Following an amendment to North Carolina's constitution that returned the power to appoint the board of trustees to the state legislature, lawmakers appointed a new board in 1874 consisting mostly of Democratic Party leaders. The Board instituted a new structure for the school, on the recommendation of a committee led by Kemp Battle, to "keep step with the century in its march of knowledge, invention and discovery." The new University consisted of six schools: Agriculture, Engineering and Mechanical Arts, Natural Science, Literature, Mathematics and Philosophy.

The university restored its prestige through growth and innovation, continuing to develop scientific programs. For example, it undertook a massive program to support farmers by conducting scientific analyses of fertilizers and their effectiveness in relation to different crops and soil types in North Carolina. It opened a normal school in 1877, which was both the first university summer school and the first normal school linked to a university in the United States. The university reopened its law school in 1877 and established schools of medicine in 1879 and of pharmacy in 1880.

==Consolidation: Early 20th century==

In 1915, the mission of the university was broadened to include research and public service, culminating in the Association of American Universities admitting UNC as a member in 1922. This change lead to a large number of new professional schools in the coming years, including:
- School of Education (1915)
- School of Commerce, now Kenan-Flagler Business School (1919)
- School of Public Welfare, now the School of Social Work (1920)
- School of Library Science, now the School of Information and Library Science (1931)
- Institute of Government, now the School of Government (1931)
- School of Public Health, now the Gillings School of Global Public Health (1936)
- Division of Health Affairs (1949)
- School of Dentistry (1949)
- School of Journalism, now the School of Media and Journalism (1950)
- School of Nursing (1950)

In 1915, Cora Zeta Corpening became the first woman enrolled into the medical school.

In 1932, UNC became one of the three original campuses of the consolidated University of North Carolina (since 1972 called the University of North Carolina system). During the process of consolidation, programs were moved among the schools, which prevented competition. For instance, the engineering program at North Carolina State University in Raleigh became the designated engineering school within the consolidated university and UNC relinquished its engineering program.

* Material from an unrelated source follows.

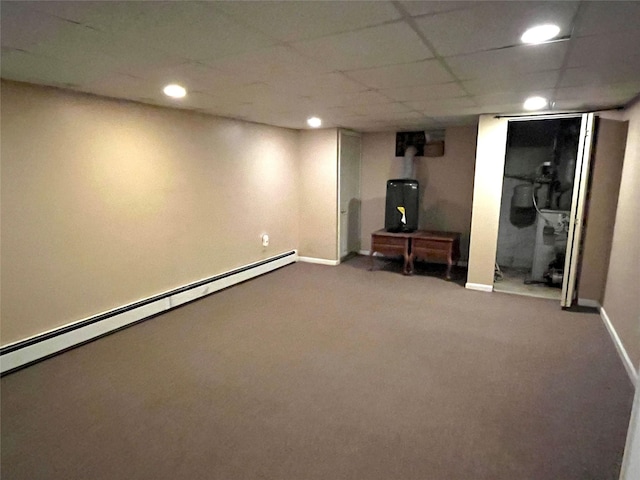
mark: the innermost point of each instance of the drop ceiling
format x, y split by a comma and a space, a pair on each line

In 1963, the consolidated university was made fully coeducational. As a result, the Woman's College of the University of North Carolina was renamed the University of North Carolina at Greensboro.

Until the second half of the 20th century, only white students were admitted.

==21st century==
On August 20, 2018, student protestors tore down the university's Confederate monument, known as Silent Sam. The pedestal (plinth) and plaques were removed shortly afterwards on instructions from then-Chancellor Carol Folt (who announced her resignation in the same letter). Although there has been much discussion about what to do with the monument, as of December 2020 it remains in storage. Additionally, the university's Carr Hall, which was named for former pro-white supremacy, KKK-supporting Confederate veteran Julian Shakespeare Carr, was renamed the "Student Affairs Building" in July 2020. Carr had previously served on the university's board of trustees.

On August 28, 2023, during the second week of the fall semester, a shooting occurred on the campus that resulted in the death of one faculty member.